O novo ministro, porém, defende a reestruturação administrativa e diz que não há esvaziamento da pasta. Para Salles, as mudanças vão garantir mais eficiência ao órgão. O ministro analisa que, antes do novo organograma, a pasta concentrava diversos assuntos e tinha pouco foco. Ele também acredita que as únicas alterações significativas foram a saída da ANA e do SFB.

O ministro destaca ainda que algumas questões afeitas a esses dois órgãos permanecem sob a alçada do ministério, como é o caso do licenciamento ambiental exigido para obras de saneamento e capação de águas, e a conservação sobre florestas.

“As questões de clima deixam de ter uma secretaria e passam a ser assessoria, mas vão ficar mais próximas do meu gabinete. E o número de secretarias continua sendo cinco. Ou seja, não tem esvaziamento nenhum, zero”, disse Salles em entrevista ao Valor.

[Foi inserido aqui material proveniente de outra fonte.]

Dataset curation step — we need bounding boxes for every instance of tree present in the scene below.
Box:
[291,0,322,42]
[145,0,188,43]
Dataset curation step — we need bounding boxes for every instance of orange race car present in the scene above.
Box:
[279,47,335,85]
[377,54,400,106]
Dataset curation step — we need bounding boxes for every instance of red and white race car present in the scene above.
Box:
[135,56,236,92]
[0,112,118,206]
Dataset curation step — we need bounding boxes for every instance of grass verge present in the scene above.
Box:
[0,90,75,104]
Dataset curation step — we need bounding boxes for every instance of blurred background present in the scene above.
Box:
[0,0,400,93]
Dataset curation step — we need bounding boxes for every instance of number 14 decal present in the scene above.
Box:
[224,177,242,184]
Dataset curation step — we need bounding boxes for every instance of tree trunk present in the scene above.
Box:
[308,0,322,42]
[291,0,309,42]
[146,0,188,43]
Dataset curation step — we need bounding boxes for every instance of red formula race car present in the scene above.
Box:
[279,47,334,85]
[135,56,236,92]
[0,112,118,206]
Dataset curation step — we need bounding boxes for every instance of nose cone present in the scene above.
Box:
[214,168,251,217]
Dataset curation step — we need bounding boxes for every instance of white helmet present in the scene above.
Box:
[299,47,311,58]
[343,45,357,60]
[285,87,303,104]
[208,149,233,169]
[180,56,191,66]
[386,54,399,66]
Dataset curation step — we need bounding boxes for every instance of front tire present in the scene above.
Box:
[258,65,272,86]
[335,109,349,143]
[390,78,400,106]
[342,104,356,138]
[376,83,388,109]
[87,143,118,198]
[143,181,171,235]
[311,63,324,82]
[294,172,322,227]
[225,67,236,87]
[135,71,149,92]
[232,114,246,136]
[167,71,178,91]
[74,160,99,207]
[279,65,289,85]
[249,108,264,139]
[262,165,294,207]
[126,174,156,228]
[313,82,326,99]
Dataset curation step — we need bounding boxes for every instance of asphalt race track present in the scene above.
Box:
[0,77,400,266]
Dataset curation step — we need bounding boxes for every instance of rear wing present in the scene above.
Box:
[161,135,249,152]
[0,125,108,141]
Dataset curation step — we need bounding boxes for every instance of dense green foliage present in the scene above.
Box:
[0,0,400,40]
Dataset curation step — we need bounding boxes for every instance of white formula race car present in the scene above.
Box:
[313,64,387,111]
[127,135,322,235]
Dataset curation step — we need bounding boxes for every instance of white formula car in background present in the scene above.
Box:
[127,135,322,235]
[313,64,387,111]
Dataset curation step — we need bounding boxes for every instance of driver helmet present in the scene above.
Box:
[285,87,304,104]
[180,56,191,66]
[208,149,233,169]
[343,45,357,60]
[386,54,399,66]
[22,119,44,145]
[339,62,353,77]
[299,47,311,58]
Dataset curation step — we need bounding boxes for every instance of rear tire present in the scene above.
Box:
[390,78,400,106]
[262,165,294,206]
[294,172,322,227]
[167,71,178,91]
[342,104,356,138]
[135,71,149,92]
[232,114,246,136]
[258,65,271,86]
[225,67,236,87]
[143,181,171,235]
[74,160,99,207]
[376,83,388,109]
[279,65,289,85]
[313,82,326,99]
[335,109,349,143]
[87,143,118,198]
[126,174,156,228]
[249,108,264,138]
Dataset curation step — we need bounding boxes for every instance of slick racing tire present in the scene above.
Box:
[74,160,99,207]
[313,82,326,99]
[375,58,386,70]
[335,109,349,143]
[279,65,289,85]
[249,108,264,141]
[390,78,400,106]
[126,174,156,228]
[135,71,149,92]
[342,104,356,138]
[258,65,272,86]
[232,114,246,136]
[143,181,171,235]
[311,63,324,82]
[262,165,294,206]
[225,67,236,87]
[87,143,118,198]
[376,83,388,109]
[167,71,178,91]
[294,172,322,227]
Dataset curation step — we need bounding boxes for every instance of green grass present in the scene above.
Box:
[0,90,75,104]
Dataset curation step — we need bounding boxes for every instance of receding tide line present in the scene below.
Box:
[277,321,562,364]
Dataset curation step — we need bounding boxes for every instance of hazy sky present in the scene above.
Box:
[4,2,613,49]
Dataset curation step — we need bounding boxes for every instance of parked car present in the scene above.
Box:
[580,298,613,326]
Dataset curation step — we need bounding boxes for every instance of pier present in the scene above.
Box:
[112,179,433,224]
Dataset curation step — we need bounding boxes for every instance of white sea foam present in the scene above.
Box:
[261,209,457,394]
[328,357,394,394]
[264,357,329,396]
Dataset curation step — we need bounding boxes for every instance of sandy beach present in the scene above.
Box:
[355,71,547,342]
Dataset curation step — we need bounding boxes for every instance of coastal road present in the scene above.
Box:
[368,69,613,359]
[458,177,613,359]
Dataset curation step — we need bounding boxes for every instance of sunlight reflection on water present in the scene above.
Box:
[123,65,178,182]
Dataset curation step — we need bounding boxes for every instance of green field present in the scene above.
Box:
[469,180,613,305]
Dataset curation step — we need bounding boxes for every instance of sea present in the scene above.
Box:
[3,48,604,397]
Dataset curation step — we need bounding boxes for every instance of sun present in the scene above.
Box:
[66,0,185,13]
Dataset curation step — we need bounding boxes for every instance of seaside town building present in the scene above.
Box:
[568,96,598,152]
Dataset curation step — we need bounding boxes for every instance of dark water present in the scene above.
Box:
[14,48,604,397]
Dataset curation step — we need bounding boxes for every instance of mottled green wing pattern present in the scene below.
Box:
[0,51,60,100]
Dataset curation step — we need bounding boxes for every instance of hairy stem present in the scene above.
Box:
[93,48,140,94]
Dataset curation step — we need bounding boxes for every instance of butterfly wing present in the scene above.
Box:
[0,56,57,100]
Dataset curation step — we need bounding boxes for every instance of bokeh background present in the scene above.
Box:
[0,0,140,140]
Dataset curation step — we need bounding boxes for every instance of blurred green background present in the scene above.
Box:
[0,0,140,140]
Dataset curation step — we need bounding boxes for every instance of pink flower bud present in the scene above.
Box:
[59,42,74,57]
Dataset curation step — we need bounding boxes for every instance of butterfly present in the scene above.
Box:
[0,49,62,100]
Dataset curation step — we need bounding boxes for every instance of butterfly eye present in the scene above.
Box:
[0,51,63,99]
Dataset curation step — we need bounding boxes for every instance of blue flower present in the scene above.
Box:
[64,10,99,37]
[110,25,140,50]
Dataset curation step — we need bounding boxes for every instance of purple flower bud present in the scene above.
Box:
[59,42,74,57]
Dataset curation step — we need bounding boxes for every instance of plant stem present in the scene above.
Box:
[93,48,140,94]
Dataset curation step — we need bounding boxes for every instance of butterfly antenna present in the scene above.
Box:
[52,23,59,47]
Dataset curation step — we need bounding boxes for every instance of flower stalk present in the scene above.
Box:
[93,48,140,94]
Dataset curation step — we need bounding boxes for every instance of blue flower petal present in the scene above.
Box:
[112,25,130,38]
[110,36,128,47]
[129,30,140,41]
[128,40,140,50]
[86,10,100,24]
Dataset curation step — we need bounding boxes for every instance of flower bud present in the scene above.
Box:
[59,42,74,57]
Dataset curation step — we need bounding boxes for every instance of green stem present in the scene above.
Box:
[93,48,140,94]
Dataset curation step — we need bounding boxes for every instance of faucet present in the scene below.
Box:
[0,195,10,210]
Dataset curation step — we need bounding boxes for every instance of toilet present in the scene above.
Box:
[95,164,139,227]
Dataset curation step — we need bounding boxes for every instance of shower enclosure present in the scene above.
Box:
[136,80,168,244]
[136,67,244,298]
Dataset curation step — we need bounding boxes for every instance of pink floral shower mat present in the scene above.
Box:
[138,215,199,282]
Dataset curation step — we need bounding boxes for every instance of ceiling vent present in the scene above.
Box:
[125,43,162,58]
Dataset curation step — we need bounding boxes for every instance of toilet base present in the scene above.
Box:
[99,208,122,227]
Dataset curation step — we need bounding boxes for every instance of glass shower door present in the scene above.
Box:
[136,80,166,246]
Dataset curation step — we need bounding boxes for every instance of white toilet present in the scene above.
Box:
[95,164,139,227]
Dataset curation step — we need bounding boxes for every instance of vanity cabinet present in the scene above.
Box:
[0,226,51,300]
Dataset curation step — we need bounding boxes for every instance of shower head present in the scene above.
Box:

O ministro também explica que o Ibama seguirá sendo o órgão técnico incumbido de analisar e liberar licenças ambientais e descarta qualquer insegurança jurídica aos processos de licenciamento devido à redistribuição do tema dentro do governo.

No caso de projetos de infraestrutura prioritários para o governo, diz, a Secretaria de Governo atuará como “uma espécie de consultoria” para auxiliar outros órgãos, de maneira mais célere e eficiente. “A ideia é que os projetos venham mais estruturados para o Ibama”, ressaltou.

A experiência no PPI inaugura o que o ministro chama de “embaixada verde”, que são espaços de integração entre o MMA e outras pastas do governo, para que eles possam desenvolver um trabalho conjunto.